Use Intuition and Directional Accuracy to Build Your Workouts

This week was an exciting one if you like to watch the drama in the fitness community. On Facebook, there was some heated disagreement on the role volume has on hypertrophy between Lyle McDonald, Brad Schoenfeld, and James Krieger.

All three of these gents are at least 10x smarter than me on topics of lifting and they disagree. So how do I resolve issues when my mentors don’t agree with each other? Two methods.

#1 Use Intuition

The truth is likely somewhere in the middle. And that truth will vary from lifter to lifter. Our training age, our biological age, our somatype, and our general approach to lifting will be factors in determining what is best for us at any given stage on our fitness journey.

For me, I need to find a balance that allows me to improve, keeps me interested, allows time for me to recover, and most importantly is safe. There is no single recipe that fits my needs. There are many paths to achieve my goals. I need to find that path for myself. The gym is the place I go to get feedback. My workouts will tell me in due time if I’m slacking off or pushing it too hard.

Developing your own intuition on lifting is as important as lifting itself, especially as you age. Staying in the game and knowing what is best you on any given week is the key to staying fit. Other voices – evening dissenting voices – can be useful, but your intuition needs to be on point.

#2 Directionally Accurate

A lot of the debate on the role of volume comes down to specific ranges of numbers. Those numbers are unimportant to me. I’m measuring the tone and direction of serious voices. On the volume topic, I see the case for more volume getting stronger. How strong? That is not important. Just stronger than before.

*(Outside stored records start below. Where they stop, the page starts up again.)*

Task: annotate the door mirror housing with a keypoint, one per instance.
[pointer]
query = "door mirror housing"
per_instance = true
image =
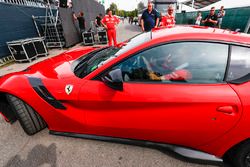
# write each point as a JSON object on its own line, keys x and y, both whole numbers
{"x": 113, "y": 79}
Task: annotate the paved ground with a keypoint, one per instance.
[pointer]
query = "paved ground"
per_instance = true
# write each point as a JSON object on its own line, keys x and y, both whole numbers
{"x": 18, "y": 149}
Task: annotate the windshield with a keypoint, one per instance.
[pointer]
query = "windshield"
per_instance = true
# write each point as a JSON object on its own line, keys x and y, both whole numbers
{"x": 92, "y": 61}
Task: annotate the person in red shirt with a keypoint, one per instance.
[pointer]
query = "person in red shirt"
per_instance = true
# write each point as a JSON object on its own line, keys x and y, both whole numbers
{"x": 169, "y": 19}
{"x": 110, "y": 22}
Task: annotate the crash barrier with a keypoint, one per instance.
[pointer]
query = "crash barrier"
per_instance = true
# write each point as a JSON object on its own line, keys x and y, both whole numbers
{"x": 16, "y": 23}
{"x": 6, "y": 60}
{"x": 54, "y": 35}
{"x": 24, "y": 50}
{"x": 35, "y": 3}
{"x": 235, "y": 18}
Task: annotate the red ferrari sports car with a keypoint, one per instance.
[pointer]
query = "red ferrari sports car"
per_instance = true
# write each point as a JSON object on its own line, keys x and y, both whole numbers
{"x": 184, "y": 88}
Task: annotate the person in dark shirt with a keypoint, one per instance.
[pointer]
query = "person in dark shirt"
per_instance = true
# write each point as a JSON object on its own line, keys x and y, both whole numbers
{"x": 211, "y": 19}
{"x": 98, "y": 20}
{"x": 150, "y": 18}
{"x": 81, "y": 21}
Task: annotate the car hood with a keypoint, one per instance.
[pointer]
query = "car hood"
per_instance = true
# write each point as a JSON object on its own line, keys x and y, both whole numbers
{"x": 58, "y": 67}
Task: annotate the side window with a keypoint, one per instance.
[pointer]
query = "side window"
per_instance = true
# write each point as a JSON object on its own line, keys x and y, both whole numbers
{"x": 240, "y": 63}
{"x": 188, "y": 62}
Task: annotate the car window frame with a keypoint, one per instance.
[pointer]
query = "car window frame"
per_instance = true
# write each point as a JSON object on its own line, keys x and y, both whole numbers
{"x": 230, "y": 57}
{"x": 229, "y": 44}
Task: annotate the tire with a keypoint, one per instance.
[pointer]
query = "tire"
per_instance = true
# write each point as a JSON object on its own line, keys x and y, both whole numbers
{"x": 30, "y": 121}
{"x": 241, "y": 155}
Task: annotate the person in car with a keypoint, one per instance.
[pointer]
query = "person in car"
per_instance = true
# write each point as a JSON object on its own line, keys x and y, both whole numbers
{"x": 175, "y": 70}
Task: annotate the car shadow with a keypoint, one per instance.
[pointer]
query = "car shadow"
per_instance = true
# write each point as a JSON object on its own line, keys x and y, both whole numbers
{"x": 38, "y": 156}
{"x": 174, "y": 155}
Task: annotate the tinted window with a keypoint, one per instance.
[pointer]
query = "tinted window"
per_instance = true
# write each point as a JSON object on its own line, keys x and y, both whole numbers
{"x": 191, "y": 62}
{"x": 240, "y": 63}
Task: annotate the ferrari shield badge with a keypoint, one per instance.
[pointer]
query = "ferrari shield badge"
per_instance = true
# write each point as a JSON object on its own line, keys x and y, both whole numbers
{"x": 68, "y": 89}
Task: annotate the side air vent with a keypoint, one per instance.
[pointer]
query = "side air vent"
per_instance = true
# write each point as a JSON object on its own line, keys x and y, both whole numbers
{"x": 43, "y": 92}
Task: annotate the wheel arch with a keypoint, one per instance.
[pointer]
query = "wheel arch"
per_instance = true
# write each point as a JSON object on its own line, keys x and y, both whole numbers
{"x": 229, "y": 153}
{"x": 9, "y": 115}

I developed a lower training volume habit first via HIT and then during the years when my knee was in worse shape. I would be a fool to jump directly up to the high volumes being discussed online. (I think it was 30 sets per week). But I do believe the directionally accurate path is adding more volume.

New studies are always coming out and the volume case could get weaker or stronger. We will see. I can’t wait for new studies though, I’m heading to the gym tomorrow.

Connecting Intuition With Directionally Accuracy

My plan is starting this week to add a few more sets a week to my chest, back, and legs. Then periodically, I’ll add a few more sets as soon as I feel my recovery is solid. It might be a week or a month or longer. There is no rush. I’m not going anywhere.

I’ll listen to my intuition to guide me as I add on the volume. I’ll be checking my weight and using a tape measure as well. I’ve been undereating recently and I know I’ll need to correct that problem as I reach for more hypertrophy gains via increased volume. If I can’t fix the calories right away, I’ll pause on the volume until I can.